Presbyterian minister Bruce W. Klunder died while protesting the construction of three public elementary schools that Cleveland’s civil rights community believed would perpetuate a system of segregated and inferior education for African-American students.
The bulldozer operator accidentally backed over Rev. Klunder in order to avoid hurting the protestors lying in front of him.
Dispersed by police, the protesters did not succeed in halting construction, but Klunder’s martyrdom inspired the civil rights community to continue what was ultimately a victorious fight against segregation of the Cleveland public schools.On April 7, 1964, a bulldozer clearing land for one of three new public elementary schools to be built in predominately African-American neighborhoods on Cleveland’s east side backed up and accidentally crushed to death a Presbyterian minister who had joined an on-site demonstration organized by a coalition of civil rights groups to protest the construction project’s reinforcement of school segregation.
The news of the Reverend Bruce W. Klunder’s demise horrified James A. Norton, the director of the Cleveland Foundation’s affiliated philanthropy, Greater Cleveland Associated Foundation (GCAF), who had for months been trying to persuade the chamber of commerce to organize a meeting of its members with their African-American counterparts to discuss the city’s disintegrating race relations. Norton and GCAF’s chairman, retired industrialist Kent H. Smith (who also sat on the board of the Cleveland Foundation), feared the tragic accident might ignite greater unrest. They prevailed upon John W. (Jack) Reavis, the managing partner of a pre-eminent corporate law firm, Jones, Day, Reavis & Pogue, to convene an emergency meeting of all concerned.
The meeting that took place at 3 p.m. on Sunday, April 19, 1964, in the Sheraton-Cleveland Hotel was as historic as it was dramatic. Never before had the ranking leadership of Cleveland’s black and white communities been assembled in one room. The white captains of business and industry listened quietly as the self-styled Negro Leadership Committee, whose members included such prominent African-American businessmen as newspaper publisher W.O. Walker and bank executive Bertram E. Gardner, laid out the political, economic and social inequalities afflicting the African-American community.
The parties agreed to form ad hoc committees to examine the problems facing African-American residents in the areas of employment, housing and education, but parted company on whether the issue of police brutality should be tackled. After months of frank and intense discussions, subcommittee members decided at summer’s end to institutionalize their newfound working relationship by creating the Businessmen’s Interracial Committee on Community Affairs (BICCA). GCAF gave BICCA space in its offices, and the committee’s full-time director and administrative expenses were paid in part by annual grants.

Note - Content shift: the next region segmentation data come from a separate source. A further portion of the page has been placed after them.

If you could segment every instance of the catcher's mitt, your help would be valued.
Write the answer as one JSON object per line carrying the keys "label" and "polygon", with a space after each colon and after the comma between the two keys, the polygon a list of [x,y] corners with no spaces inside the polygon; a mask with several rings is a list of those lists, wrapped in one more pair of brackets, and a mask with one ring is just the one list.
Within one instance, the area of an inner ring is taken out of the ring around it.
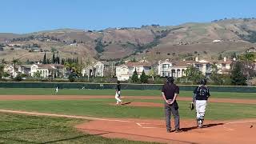
{"label": "catcher's mitt", "polygon": [[190,102],[190,110],[193,110],[194,109],[194,102]]}

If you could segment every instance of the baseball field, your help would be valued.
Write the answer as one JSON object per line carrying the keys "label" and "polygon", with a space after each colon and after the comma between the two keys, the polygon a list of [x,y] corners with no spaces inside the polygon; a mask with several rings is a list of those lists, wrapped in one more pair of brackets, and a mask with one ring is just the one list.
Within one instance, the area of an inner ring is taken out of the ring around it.
{"label": "baseball field", "polygon": [[0,88],[0,143],[255,142],[256,94],[211,92],[202,129],[191,95],[178,98],[183,132],[168,134],[159,90],[122,90],[115,106],[114,90]]}

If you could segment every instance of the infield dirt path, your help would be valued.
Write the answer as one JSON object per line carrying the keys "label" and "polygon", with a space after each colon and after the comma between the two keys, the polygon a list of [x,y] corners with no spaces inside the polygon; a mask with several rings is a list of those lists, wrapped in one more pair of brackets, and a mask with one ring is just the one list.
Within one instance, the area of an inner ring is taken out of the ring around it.
{"label": "infield dirt path", "polygon": [[[76,100],[76,99],[95,99],[95,98],[113,98],[114,96],[110,95],[0,95],[0,100]],[[126,99],[156,99],[161,100],[162,97],[157,96],[123,96]],[[191,98],[178,97],[178,101],[191,101]],[[223,103],[243,103],[256,104],[256,99],[231,99],[231,98],[210,98],[210,102]]]}
{"label": "infield dirt path", "polygon": [[202,129],[197,129],[193,120],[181,121],[182,133],[166,133],[164,120],[102,118],[62,115],[37,112],[0,110],[0,112],[27,115],[52,116],[91,120],[76,126],[82,131],[106,138],[158,142],[166,143],[254,144],[256,119],[239,121],[205,121]]}
{"label": "infield dirt path", "polygon": [[[82,95],[0,95],[0,100],[72,100],[114,98],[114,96]],[[161,99],[159,97],[126,96],[124,99]],[[190,101],[190,98],[178,98],[180,101]],[[256,100],[210,98],[211,102],[255,104]],[[161,103],[133,102],[130,106],[162,106]],[[153,119],[114,119],[69,116],[53,114],[30,113],[0,110],[0,112],[29,115],[42,115],[72,118],[90,119],[75,127],[91,134],[106,138],[121,138],[130,140],[159,142],[166,143],[207,143],[207,144],[253,144],[256,142],[256,119],[239,121],[205,121],[205,128],[197,129],[194,120],[181,119],[182,133],[166,133],[164,120]]]}

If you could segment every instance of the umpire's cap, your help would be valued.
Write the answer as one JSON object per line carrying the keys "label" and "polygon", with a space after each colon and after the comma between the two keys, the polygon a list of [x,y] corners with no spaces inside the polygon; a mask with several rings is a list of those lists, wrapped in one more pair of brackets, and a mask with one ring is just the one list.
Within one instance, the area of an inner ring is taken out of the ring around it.
{"label": "umpire's cap", "polygon": [[206,78],[202,78],[202,79],[201,79],[199,83],[200,83],[200,85],[206,85],[207,81]]}
{"label": "umpire's cap", "polygon": [[174,83],[174,79],[173,77],[168,77],[167,78],[167,82],[171,82],[171,83]]}

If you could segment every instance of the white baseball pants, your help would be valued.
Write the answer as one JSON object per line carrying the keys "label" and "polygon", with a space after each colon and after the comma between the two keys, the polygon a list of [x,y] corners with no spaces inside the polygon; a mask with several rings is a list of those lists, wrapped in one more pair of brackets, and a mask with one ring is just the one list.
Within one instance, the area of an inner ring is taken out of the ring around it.
{"label": "white baseball pants", "polygon": [[122,102],[122,100],[119,98],[120,98],[120,94],[121,94],[120,91],[118,91],[118,92],[115,93],[114,98],[117,100],[117,104],[118,104],[119,102]]}
{"label": "white baseball pants", "polygon": [[206,100],[196,100],[195,101],[195,108],[197,110],[197,118],[203,119],[206,113],[206,109],[207,106]]}

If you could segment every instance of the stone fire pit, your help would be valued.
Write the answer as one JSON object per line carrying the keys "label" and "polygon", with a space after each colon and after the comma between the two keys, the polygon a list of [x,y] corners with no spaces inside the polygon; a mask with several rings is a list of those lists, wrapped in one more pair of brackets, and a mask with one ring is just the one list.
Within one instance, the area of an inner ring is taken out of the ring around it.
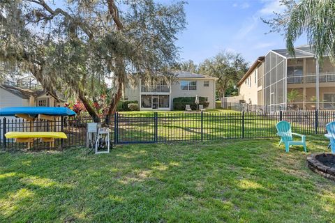
{"label": "stone fire pit", "polygon": [[335,180],[335,155],[332,153],[312,154],[307,157],[309,169],[325,178]]}

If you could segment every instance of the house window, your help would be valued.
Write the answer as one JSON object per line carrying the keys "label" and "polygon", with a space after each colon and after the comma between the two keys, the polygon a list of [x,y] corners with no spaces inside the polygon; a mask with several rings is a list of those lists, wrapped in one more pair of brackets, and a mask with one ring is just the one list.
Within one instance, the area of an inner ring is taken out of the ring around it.
{"label": "house window", "polygon": [[323,101],[325,109],[335,108],[335,93],[325,93],[323,94]]}
{"label": "house window", "polygon": [[46,99],[38,99],[37,102],[37,105],[38,107],[46,107],[47,106],[47,100]]}
{"label": "house window", "polygon": [[170,106],[170,96],[169,95],[159,95],[158,96],[158,107],[169,107]]}
{"label": "house window", "polygon": [[197,90],[197,82],[190,82],[188,83],[188,90]]}
{"label": "house window", "polygon": [[288,67],[288,76],[302,76],[302,66]]}
{"label": "house window", "polygon": [[180,89],[181,90],[188,90],[188,82],[180,82]]}
{"label": "house window", "polygon": [[180,89],[181,90],[197,90],[197,82],[180,82]]}
{"label": "house window", "polygon": [[141,96],[141,107],[150,108],[151,107],[151,95]]}

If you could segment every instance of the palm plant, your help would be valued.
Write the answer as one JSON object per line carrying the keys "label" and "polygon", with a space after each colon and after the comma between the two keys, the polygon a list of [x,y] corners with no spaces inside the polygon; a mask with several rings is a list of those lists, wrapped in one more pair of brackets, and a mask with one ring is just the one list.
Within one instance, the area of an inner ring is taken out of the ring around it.
{"label": "palm plant", "polygon": [[294,43],[304,32],[318,59],[329,55],[335,63],[335,1],[302,0],[292,7],[285,34],[293,55]]}
{"label": "palm plant", "polygon": [[269,20],[262,19],[270,32],[283,33],[286,46],[295,56],[294,43],[303,33],[320,61],[329,56],[335,63],[335,1],[334,0],[281,0],[285,10],[274,13]]}

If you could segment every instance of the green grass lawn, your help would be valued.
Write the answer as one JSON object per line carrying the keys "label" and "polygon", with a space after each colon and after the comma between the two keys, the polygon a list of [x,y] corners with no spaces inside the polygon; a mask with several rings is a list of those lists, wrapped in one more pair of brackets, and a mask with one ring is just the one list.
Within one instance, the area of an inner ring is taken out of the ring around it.
{"label": "green grass lawn", "polygon": [[[180,113],[185,113],[185,111],[131,111],[131,112],[118,112],[120,114],[154,114],[154,112],[157,112],[158,114],[180,114]],[[196,112],[196,111],[193,111],[193,112]],[[236,114],[236,113],[241,113],[240,112],[230,110],[230,109],[224,109],[221,108],[218,109],[206,109],[205,112],[225,112],[227,114]],[[189,113],[189,112],[188,112]]]}
{"label": "green grass lawn", "polygon": [[[308,153],[327,141],[308,136]],[[0,153],[0,222],[331,222],[335,184],[278,139]]]}

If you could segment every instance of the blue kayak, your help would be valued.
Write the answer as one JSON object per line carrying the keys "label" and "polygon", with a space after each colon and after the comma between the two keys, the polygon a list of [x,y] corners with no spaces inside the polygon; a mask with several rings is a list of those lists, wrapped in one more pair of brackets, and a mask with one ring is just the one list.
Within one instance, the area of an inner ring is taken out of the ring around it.
{"label": "blue kayak", "polygon": [[12,107],[0,109],[0,116],[15,116],[15,114],[27,114],[36,117],[39,114],[52,116],[72,116],[75,112],[67,107]]}

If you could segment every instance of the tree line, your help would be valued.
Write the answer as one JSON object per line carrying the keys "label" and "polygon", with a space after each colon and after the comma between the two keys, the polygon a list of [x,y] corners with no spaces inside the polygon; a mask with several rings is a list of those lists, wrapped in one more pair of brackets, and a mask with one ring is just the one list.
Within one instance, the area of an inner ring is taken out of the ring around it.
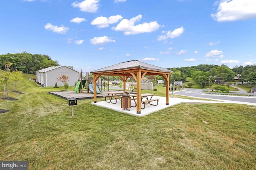
{"label": "tree line", "polygon": [[230,69],[224,64],[221,66],[200,64],[197,66],[167,69],[173,71],[173,82],[174,80],[186,82],[187,77],[191,77],[203,88],[208,86],[210,83],[221,84],[234,81],[235,76],[238,76],[239,82],[242,82],[242,83],[256,82],[256,65],[244,67],[241,65],[236,66]]}
{"label": "tree line", "polygon": [[0,69],[4,70],[8,62],[12,63],[10,69],[32,74],[35,74],[36,71],[43,68],[59,65],[58,61],[53,61],[48,55],[32,54],[26,51],[0,55]]}

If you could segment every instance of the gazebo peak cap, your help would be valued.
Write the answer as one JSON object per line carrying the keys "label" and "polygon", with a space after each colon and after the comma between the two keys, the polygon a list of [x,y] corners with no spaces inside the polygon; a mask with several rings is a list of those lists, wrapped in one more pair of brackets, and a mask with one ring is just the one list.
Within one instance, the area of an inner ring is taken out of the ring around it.
{"label": "gazebo peak cap", "polygon": [[125,61],[98,70],[92,71],[90,73],[114,71],[118,70],[129,70],[133,68],[144,68],[147,70],[159,71],[164,72],[172,72],[170,70],[146,63],[137,60]]}

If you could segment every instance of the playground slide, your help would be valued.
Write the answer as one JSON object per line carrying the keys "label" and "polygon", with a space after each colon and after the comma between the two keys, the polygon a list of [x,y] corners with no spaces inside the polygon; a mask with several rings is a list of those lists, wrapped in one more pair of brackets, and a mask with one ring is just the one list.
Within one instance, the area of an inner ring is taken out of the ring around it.
{"label": "playground slide", "polygon": [[81,83],[81,80],[79,80],[77,82],[76,85],[76,88],[75,88],[75,92],[76,92],[76,93],[78,93],[78,90],[79,90],[79,86],[80,85],[80,83]]}
{"label": "playground slide", "polygon": [[[89,88],[89,90],[93,94],[93,84],[89,84],[88,87]],[[96,84],[96,87],[97,88],[96,89],[96,93],[98,94],[99,93],[101,93],[101,90],[100,89],[100,88],[98,84]]]}

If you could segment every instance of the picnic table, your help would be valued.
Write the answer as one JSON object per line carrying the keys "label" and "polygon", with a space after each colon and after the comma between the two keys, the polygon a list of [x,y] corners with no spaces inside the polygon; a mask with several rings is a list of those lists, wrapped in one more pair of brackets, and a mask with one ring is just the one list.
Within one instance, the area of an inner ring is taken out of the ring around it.
{"label": "picnic table", "polygon": [[[144,93],[143,94],[141,94],[140,95],[140,97],[141,98],[141,103],[142,104],[144,104],[144,107],[143,108],[141,108],[142,109],[145,109],[146,107],[146,105],[149,104],[153,106],[157,106],[158,104],[158,100],[160,99],[152,99],[153,96],[155,94],[151,94],[151,93]],[[135,106],[132,106],[133,107],[135,107],[137,106],[137,104],[136,103],[136,98],[137,97],[137,95],[134,94],[131,94],[130,96],[132,96],[133,98],[132,100],[134,100],[134,102],[135,103]],[[142,100],[143,98],[145,98],[146,100]],[[157,101],[157,103],[156,104],[152,104],[150,103],[150,102],[152,102],[153,101]]]}
{"label": "picnic table", "polygon": [[[105,101],[108,103],[111,103],[113,104],[116,104],[117,102],[116,100],[117,99],[121,98],[121,96],[124,92],[123,91],[119,91],[118,92],[106,92],[106,93],[108,94],[108,96],[104,96],[103,97],[105,98]],[[109,101],[107,101],[106,98],[109,99]],[[112,100],[114,99],[116,100],[116,102],[112,102]]]}

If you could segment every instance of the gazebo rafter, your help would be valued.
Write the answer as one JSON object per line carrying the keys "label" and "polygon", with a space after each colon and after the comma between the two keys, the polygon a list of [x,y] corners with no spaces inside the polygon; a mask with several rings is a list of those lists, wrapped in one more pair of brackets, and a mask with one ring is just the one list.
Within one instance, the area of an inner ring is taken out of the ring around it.
{"label": "gazebo rafter", "polygon": [[170,74],[172,71],[145,63],[133,60],[105,67],[90,72],[94,77],[94,102],[97,102],[96,82],[101,76],[117,76],[124,82],[123,91],[125,91],[126,82],[128,78],[132,76],[137,82],[137,113],[141,112],[141,81],[146,76],[160,75],[166,82],[166,104],[169,105],[169,84]]}

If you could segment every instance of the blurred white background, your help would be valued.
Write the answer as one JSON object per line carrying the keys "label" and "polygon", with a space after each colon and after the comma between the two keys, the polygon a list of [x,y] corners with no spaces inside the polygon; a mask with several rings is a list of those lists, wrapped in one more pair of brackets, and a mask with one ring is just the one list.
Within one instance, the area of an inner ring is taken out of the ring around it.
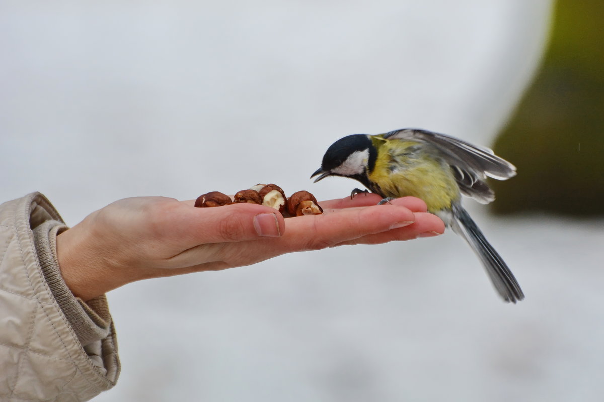
{"label": "blurred white background", "polygon": [[[308,178],[348,134],[490,144],[550,5],[2,2],[1,199],[41,191],[74,225],[259,182],[344,196]],[[109,295],[123,371],[95,400],[602,400],[604,222],[469,206],[519,304],[452,234],[131,284]]]}

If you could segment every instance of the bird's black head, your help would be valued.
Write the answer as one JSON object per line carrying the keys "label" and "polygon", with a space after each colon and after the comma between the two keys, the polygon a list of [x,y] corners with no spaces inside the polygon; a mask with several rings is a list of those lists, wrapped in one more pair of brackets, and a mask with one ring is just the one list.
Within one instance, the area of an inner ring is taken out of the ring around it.
{"label": "bird's black head", "polygon": [[365,184],[367,174],[373,169],[376,157],[369,136],[348,136],[332,144],[323,156],[321,168],[310,177],[321,175],[315,180],[316,183],[327,176],[343,176]]}

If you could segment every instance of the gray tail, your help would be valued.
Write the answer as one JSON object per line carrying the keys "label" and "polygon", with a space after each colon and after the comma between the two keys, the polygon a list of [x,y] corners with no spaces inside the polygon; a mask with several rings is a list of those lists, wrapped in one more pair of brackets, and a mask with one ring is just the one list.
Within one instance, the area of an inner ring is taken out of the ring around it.
{"label": "gray tail", "polygon": [[451,227],[467,242],[486,269],[495,288],[506,301],[515,303],[524,298],[516,278],[501,256],[495,251],[476,222],[461,206],[454,206]]}

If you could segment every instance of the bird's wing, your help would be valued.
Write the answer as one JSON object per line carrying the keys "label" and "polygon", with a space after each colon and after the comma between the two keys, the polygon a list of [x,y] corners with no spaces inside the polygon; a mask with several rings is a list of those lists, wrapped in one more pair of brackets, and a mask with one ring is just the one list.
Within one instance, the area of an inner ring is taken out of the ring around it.
{"label": "bird's wing", "polygon": [[487,176],[505,180],[516,175],[516,168],[493,151],[474,145],[444,134],[416,128],[404,128],[387,133],[385,139],[401,139],[429,143],[436,148],[451,166],[462,193],[487,204],[495,194],[483,181]]}

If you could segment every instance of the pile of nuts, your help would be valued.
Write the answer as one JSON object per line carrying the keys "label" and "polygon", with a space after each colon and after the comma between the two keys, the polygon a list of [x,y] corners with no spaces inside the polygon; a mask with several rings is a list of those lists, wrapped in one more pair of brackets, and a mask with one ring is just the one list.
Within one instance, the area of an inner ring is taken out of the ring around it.
{"label": "pile of nuts", "polygon": [[307,191],[297,191],[288,198],[277,184],[256,184],[248,190],[242,190],[231,197],[219,191],[202,194],[195,201],[195,206],[202,208],[220,207],[231,204],[259,204],[279,211],[283,216],[318,215],[323,213],[315,196]]}

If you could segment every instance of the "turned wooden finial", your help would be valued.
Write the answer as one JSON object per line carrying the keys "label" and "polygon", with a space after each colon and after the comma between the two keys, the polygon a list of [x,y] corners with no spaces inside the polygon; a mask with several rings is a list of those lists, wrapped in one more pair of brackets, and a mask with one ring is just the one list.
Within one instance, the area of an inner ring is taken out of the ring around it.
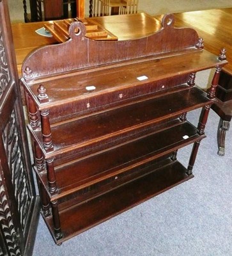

Operating under Jack Reavis’s leadership for the next seven years, the Businessmen’s Interracial Committee produced mixed results. The education subcommittee decided the schools’ new superintendent, Paul W. Briggs, should be given time to investigate charges of segregation, a reasonable approach that even the protestors accepted. With a crisis averted and a peaceful opening of the school year assured, master politician Briggs was able to refocus BICCA’s and the community’s attention on passing bond issues to pay for renewing the school system’s physical plant. More than 40 new neighborhood schools were subsequently built, cementing into place the emerging patterns of segregation that had provoked the protests.
BICCA’s housing subcommittee decided to focus on the issue of fair housing and set about organizing and funding the Fair Housing Council, a professionally staffed coordinating agency for the more than 40 community and neighborhood groups the subcommittee had discovered were working on the issue, largely independently of one another. The council met with some success, conducting a campaign that saw 45 of Cuyahoga County’s 60 municipalities pass fair housing resolutions. It also helped to implement Operation Equality, a Ford Foundation initiative to improve minority housing opportunities in eight demonstration cities.
BICCA’s most successful program to improve economic opportunities for African Americans—an intensive effort to train and find jobs for 2,000 chronically unemployed African-American youths—began in June 1967 with federal support. This campaign against central-city joblessness, which stood at 15.5 percent among African Americans, also received a large Ford Foundation grant. BICCA’s most lasting contribution, however, was in demonstrating to the city’s black and white leadership the imperative and benefits of collaboration and inclusion—a lesson that reshaped Greater Clevelanders’ conduct of civic affairs going forward.